= Alexandros Xydis =

Greek diplomat, historian and art critic

Alexandros Xydis (1918–2004) was a Greek diplomat, historian, and art critic.
== Biography ==
Born to Georgios Xydis and Alexandra Dragoumi, he descended from the prominent Dragoumis family and was the grandson of Prime Minister Stefanos Dragoumis. His siblings were Stefanos Xydis and Faini Xydis. Xydis pursued a career in the Diplomatic Corps, serving in Casablanca, Canberra, London, and Damascus. In London during the 1950s, he worked alongside the poet George Seferis, with whom he shared a close friendship.

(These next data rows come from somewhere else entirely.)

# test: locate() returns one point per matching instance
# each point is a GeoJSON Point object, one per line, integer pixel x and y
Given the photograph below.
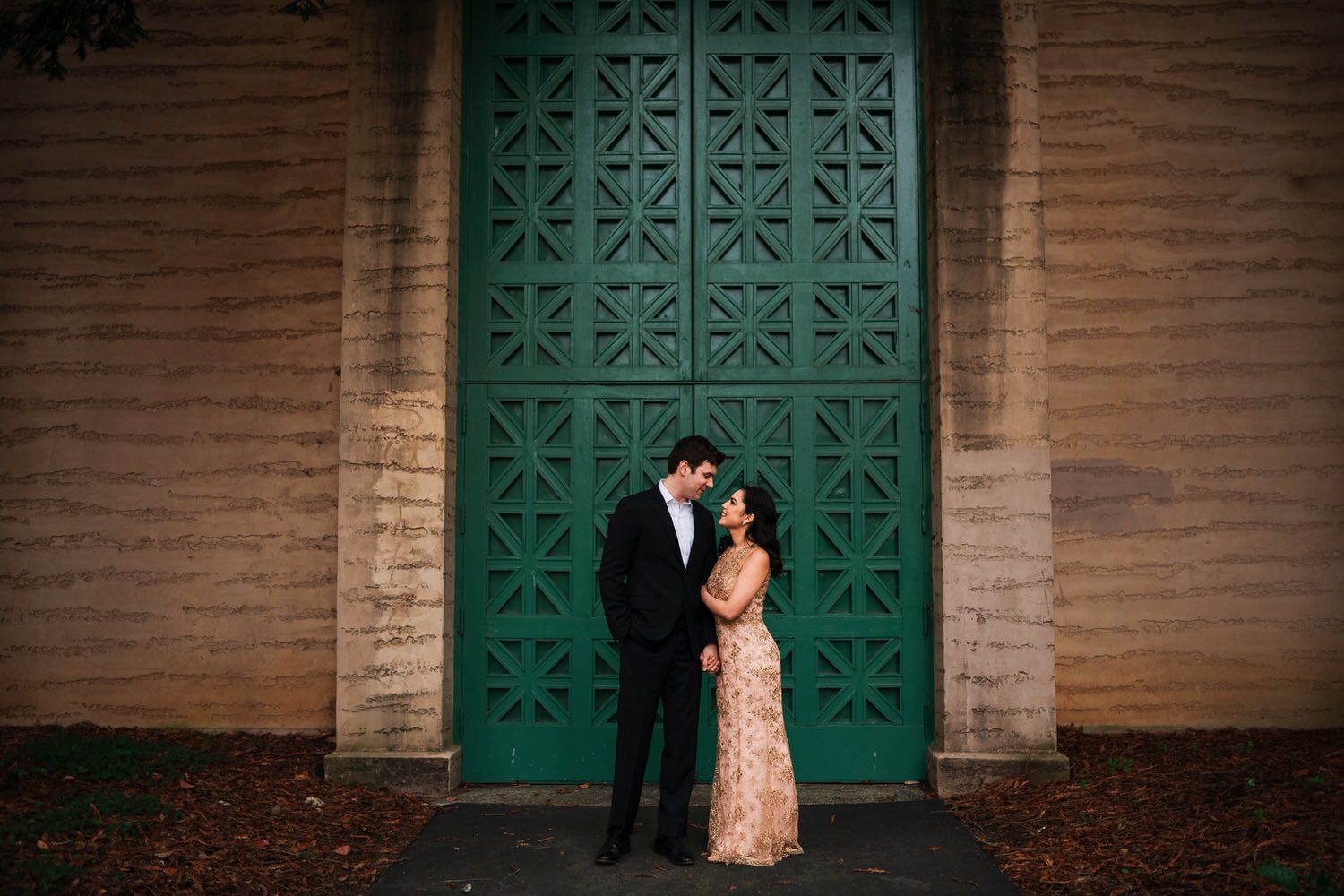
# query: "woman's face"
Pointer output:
{"type": "Point", "coordinates": [734, 512]}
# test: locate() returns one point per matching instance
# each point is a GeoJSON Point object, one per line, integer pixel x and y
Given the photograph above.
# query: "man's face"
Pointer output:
{"type": "Point", "coordinates": [698, 481]}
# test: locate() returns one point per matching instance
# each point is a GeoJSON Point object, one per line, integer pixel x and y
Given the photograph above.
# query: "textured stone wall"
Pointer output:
{"type": "Point", "coordinates": [1193, 185]}
{"type": "Point", "coordinates": [994, 638]}
{"type": "Point", "coordinates": [169, 320]}
{"type": "Point", "coordinates": [398, 401]}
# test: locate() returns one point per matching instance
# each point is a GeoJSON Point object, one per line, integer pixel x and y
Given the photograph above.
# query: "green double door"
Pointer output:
{"type": "Point", "coordinates": [691, 218]}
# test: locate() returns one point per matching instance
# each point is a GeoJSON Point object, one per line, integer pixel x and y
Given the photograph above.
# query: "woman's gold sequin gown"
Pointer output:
{"type": "Point", "coordinates": [754, 806]}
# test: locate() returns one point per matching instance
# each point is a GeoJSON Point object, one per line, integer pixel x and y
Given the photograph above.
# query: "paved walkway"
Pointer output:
{"type": "Point", "coordinates": [857, 840]}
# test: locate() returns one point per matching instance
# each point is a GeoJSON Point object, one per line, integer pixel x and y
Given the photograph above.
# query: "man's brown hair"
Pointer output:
{"type": "Point", "coordinates": [695, 450]}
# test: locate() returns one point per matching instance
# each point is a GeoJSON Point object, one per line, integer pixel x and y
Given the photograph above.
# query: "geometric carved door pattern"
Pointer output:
{"type": "Point", "coordinates": [691, 217]}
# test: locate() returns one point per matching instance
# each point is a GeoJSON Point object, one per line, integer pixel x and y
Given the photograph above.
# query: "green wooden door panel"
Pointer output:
{"type": "Point", "coordinates": [690, 217]}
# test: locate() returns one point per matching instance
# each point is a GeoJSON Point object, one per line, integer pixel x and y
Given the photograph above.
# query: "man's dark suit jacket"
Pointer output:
{"type": "Point", "coordinates": [642, 582]}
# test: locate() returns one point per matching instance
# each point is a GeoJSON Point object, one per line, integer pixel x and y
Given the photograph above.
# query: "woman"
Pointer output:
{"type": "Point", "coordinates": [754, 805]}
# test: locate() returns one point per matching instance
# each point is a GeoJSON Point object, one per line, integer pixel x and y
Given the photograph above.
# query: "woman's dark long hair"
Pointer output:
{"type": "Point", "coordinates": [761, 530]}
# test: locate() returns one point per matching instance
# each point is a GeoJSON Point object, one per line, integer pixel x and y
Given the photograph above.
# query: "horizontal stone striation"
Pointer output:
{"type": "Point", "coordinates": [1195, 233]}
{"type": "Point", "coordinates": [169, 320]}
{"type": "Point", "coordinates": [392, 689]}
{"type": "Point", "coordinates": [991, 466]}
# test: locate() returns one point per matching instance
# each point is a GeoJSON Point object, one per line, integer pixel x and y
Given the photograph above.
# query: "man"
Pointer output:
{"type": "Point", "coordinates": [659, 551]}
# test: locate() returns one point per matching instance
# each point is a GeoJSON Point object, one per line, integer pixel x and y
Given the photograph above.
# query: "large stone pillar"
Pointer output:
{"type": "Point", "coordinates": [992, 548]}
{"type": "Point", "coordinates": [398, 367]}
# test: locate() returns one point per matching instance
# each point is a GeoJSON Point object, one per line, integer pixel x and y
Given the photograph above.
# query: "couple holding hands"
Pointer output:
{"type": "Point", "coordinates": [680, 605]}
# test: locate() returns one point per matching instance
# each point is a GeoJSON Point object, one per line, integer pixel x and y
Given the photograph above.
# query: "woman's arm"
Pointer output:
{"type": "Point", "coordinates": [754, 568]}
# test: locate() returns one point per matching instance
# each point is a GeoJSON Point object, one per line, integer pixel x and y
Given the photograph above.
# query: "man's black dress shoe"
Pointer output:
{"type": "Point", "coordinates": [674, 849]}
{"type": "Point", "coordinates": [612, 850]}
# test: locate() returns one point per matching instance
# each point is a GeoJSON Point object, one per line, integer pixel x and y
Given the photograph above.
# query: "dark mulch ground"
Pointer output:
{"type": "Point", "coordinates": [1190, 812]}
{"type": "Point", "coordinates": [96, 810]}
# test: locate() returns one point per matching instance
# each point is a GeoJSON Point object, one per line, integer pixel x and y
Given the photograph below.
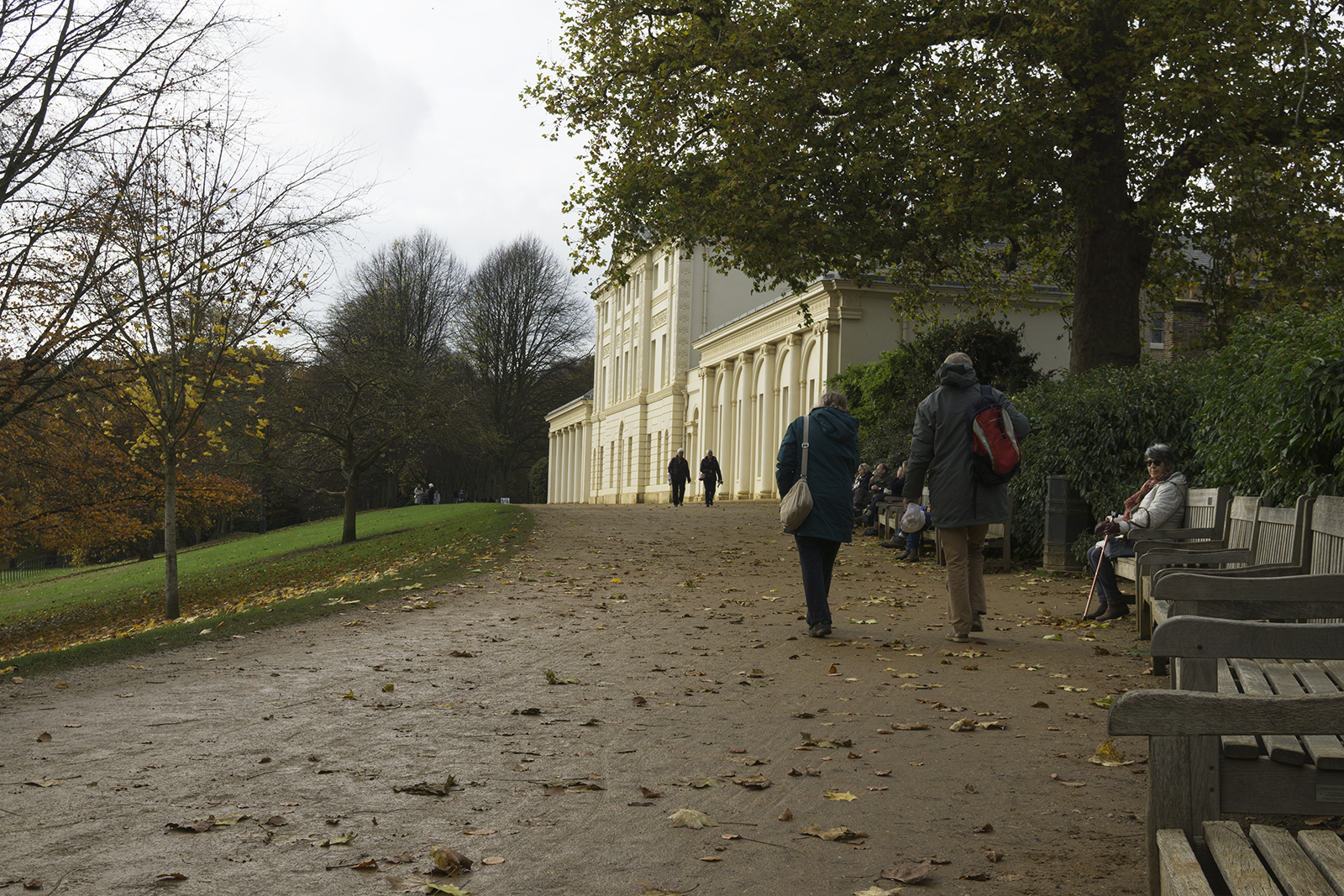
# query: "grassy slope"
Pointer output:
{"type": "Point", "coordinates": [250, 582]}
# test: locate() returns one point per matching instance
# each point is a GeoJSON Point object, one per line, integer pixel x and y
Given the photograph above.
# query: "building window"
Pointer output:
{"type": "Point", "coordinates": [1158, 329]}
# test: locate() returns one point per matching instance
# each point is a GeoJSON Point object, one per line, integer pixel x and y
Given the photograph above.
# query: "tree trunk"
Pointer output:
{"type": "Point", "coordinates": [1112, 246]}
{"type": "Point", "coordinates": [347, 532]}
{"type": "Point", "coordinates": [171, 609]}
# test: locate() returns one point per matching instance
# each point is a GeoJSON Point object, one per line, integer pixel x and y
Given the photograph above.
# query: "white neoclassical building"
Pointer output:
{"type": "Point", "coordinates": [691, 358]}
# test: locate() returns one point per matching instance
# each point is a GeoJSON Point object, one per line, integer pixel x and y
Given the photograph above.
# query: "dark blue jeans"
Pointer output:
{"type": "Point", "coordinates": [1108, 591]}
{"type": "Point", "coordinates": [816, 559]}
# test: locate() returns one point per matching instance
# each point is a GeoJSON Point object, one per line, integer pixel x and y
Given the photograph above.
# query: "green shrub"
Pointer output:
{"type": "Point", "coordinates": [1273, 423]}
{"type": "Point", "coordinates": [1093, 429]}
{"type": "Point", "coordinates": [884, 396]}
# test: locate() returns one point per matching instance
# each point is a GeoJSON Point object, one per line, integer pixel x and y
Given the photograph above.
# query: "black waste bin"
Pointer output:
{"type": "Point", "coordinates": [1066, 517]}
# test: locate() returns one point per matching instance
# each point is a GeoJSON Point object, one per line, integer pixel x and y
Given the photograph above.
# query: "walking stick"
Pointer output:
{"type": "Point", "coordinates": [1100, 558]}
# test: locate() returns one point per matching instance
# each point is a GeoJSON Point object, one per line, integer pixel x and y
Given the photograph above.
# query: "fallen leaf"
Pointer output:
{"type": "Point", "coordinates": [691, 819]}
{"type": "Point", "coordinates": [907, 875]}
{"type": "Point", "coordinates": [449, 860]}
{"type": "Point", "coordinates": [198, 826]}
{"type": "Point", "coordinates": [649, 889]}
{"type": "Point", "coordinates": [753, 782]}
{"type": "Point", "coordinates": [833, 833]}
{"type": "Point", "coordinates": [425, 789]}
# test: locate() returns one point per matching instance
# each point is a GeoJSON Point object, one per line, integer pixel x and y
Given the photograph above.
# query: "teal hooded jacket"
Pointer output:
{"type": "Point", "coordinates": [832, 459]}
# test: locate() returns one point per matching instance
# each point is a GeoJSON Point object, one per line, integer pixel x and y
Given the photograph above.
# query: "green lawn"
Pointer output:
{"type": "Point", "coordinates": [257, 579]}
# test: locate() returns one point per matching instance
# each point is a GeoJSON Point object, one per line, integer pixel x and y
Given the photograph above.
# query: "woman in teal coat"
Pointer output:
{"type": "Point", "coordinates": [832, 458]}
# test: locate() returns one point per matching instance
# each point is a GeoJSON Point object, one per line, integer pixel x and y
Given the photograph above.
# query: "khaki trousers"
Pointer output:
{"type": "Point", "coordinates": [965, 551]}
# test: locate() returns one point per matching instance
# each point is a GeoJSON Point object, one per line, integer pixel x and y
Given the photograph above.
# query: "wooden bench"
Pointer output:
{"type": "Point", "coordinates": [1281, 752]}
{"type": "Point", "coordinates": [1278, 548]}
{"type": "Point", "coordinates": [1205, 521]}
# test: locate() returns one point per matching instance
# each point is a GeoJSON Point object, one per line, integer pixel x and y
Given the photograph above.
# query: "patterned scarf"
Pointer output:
{"type": "Point", "coordinates": [1136, 499]}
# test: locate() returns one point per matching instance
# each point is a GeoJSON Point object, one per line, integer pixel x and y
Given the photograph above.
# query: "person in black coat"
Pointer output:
{"type": "Point", "coordinates": [679, 473]}
{"type": "Point", "coordinates": [711, 474]}
{"type": "Point", "coordinates": [832, 458]}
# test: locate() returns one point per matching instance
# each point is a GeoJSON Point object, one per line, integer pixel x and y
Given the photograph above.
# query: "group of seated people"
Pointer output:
{"type": "Point", "coordinates": [874, 486]}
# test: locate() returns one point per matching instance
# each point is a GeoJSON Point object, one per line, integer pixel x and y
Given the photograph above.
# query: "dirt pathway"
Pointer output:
{"type": "Point", "coordinates": [682, 631]}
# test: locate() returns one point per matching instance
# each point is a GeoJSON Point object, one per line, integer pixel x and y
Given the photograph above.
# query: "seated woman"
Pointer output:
{"type": "Point", "coordinates": [1160, 504]}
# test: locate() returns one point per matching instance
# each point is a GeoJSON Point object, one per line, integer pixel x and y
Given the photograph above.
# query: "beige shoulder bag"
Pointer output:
{"type": "Point", "coordinates": [797, 504]}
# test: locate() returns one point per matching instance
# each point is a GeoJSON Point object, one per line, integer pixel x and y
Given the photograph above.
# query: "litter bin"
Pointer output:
{"type": "Point", "coordinates": [1066, 517]}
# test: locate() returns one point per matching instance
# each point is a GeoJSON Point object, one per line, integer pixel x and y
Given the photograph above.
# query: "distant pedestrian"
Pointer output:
{"type": "Point", "coordinates": [942, 450]}
{"type": "Point", "coordinates": [832, 457]}
{"type": "Point", "coordinates": [679, 473]}
{"type": "Point", "coordinates": [711, 476]}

Xydis was a significant art critic of his time and a founding member of the Society of Greek Art Critics, serving as its president. He began engaging with art in 1938 and maintained a large collection of engravings and paintings, which he donated to the Macedonian Museum of Contemporary Art. Part of his archive was also donated to the Contemporary Social History Archives (ASKI). He authored several books on art and the Cyprus issue and was the publisher of the journal Tetradio.

During the seven-year military junta in Greece, Xydis participated in the resistance against the regime as a member of the Democratic Defense, alongside his wife Dorothea. He was a friend of Andreas Papandreou and, after the restoration of democracy, became a founding member of the PASOK party and its first Central Committee. However, he was expelled from the party in 1975. He continued his political activism with the Socialist March and later as a founding member of the Synaspismos.

Xydis' residence in the Mets, Athens, was designed by architect Aris Konstantinidis and is considered one of his most notable works.

He died in Athens on November 10, 2004, and was buried in the First Cemetery of Athens. He was married and had children.